Allan is regularly called on to advise operating companies, management companies, fund sponsors, boards of directors and senior leadership on highly sensitive matters including executive and key person transitions, internal investigations and strategic workforce planning. He has particular expertise in the financial services industry, where he has litigated, arbitrated, and mediated disputes for more than 20 years.

A prolific author and speaker, Allan was the Editor of the New York State Bar Association’s Labor and Employment Law Journal from 2012 to 2017. He has served as an author, editor and contributor to a number of leading treatises in the field of employment law, including ADR in Employment Law (ABA/Bloomberg BNA), Employment Discrimination Law (ABA/Bloomberg BNA), Cutting Edge Advances in Resolving Workplace Disputes (Cornell University/CPR), The Employment Law Review (Law Business Research, U.S. Chapter Author), and The Complete Compliance and Ethics Manual (SCCE).
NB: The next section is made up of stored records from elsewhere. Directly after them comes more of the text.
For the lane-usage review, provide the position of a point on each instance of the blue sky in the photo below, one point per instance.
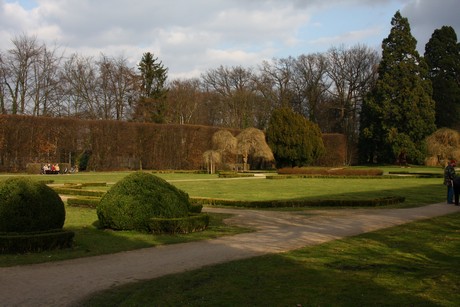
(195, 35)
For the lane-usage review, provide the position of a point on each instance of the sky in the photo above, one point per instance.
(192, 36)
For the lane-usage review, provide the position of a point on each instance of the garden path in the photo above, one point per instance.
(64, 283)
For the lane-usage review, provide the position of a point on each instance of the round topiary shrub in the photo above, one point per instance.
(134, 200)
(29, 206)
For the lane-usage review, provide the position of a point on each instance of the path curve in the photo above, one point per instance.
(64, 283)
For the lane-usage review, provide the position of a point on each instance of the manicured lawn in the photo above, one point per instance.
(415, 264)
(90, 241)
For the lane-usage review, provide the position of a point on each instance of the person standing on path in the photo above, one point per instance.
(457, 190)
(449, 176)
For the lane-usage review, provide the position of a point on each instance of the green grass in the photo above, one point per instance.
(415, 264)
(90, 241)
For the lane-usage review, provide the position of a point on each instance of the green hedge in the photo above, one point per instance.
(234, 175)
(385, 201)
(192, 223)
(35, 241)
(343, 171)
(27, 205)
(90, 202)
(418, 174)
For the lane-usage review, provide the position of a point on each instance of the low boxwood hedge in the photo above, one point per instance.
(77, 191)
(11, 242)
(297, 203)
(192, 223)
(90, 202)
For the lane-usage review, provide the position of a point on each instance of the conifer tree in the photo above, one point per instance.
(294, 140)
(399, 112)
(151, 106)
(442, 54)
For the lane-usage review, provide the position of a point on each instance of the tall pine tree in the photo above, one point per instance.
(399, 112)
(151, 106)
(442, 54)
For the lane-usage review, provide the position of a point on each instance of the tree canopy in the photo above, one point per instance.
(399, 112)
(151, 106)
(294, 140)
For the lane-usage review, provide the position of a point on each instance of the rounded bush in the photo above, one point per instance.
(29, 206)
(138, 197)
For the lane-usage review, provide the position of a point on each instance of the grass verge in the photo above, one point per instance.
(415, 264)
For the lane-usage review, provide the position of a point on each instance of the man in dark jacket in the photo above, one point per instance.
(449, 175)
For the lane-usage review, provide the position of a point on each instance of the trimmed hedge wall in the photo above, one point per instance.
(116, 145)
(330, 171)
(188, 224)
(385, 201)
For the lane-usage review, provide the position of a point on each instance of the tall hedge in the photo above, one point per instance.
(107, 145)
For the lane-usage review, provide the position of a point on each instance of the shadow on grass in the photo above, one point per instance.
(414, 196)
(410, 265)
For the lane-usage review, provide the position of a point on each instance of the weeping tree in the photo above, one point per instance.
(442, 145)
(211, 159)
(295, 140)
(225, 143)
(251, 143)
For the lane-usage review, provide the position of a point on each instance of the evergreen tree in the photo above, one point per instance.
(152, 106)
(442, 54)
(294, 140)
(399, 112)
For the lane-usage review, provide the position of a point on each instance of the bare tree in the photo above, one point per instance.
(116, 87)
(17, 70)
(80, 77)
(251, 144)
(45, 94)
(352, 73)
(234, 92)
(310, 80)
(185, 100)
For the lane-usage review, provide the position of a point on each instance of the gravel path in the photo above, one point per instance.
(64, 283)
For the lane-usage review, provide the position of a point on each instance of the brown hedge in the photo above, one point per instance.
(114, 145)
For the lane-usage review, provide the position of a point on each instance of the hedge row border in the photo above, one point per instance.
(192, 223)
(36, 241)
(384, 201)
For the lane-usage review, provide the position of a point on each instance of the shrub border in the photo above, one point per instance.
(384, 201)
(35, 241)
(191, 223)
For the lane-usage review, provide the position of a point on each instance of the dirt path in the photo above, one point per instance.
(64, 283)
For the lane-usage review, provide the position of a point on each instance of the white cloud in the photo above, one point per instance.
(195, 35)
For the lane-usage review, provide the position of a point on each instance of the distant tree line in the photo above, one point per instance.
(386, 104)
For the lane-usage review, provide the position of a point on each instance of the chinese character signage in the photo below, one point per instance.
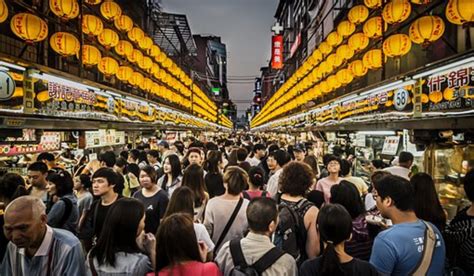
(277, 52)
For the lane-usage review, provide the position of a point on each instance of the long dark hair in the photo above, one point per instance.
(212, 162)
(427, 205)
(193, 177)
(348, 196)
(334, 226)
(176, 241)
(181, 201)
(120, 230)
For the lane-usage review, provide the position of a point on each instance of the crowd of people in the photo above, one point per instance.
(237, 206)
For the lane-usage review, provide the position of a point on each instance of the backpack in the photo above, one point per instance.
(241, 268)
(290, 235)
Allan has served as longtime pro bono counsel to Lincoln Center for the Performing Arts and The Public Theater, among other nonprofit organizations.  He is a past Vice Chair of Repair the World, a nonprofit organization that mobilizes volunteers and their communities to take action to pursue a just world, and a past recipient of the Lawyers Alliance Cornerstone Award for extraordinary contributions through pro bono legal services.

Allan is a Fellow of the College of Labor and Employment Lawyers and has been recognized as a leading practitioner by Chambers since 2011.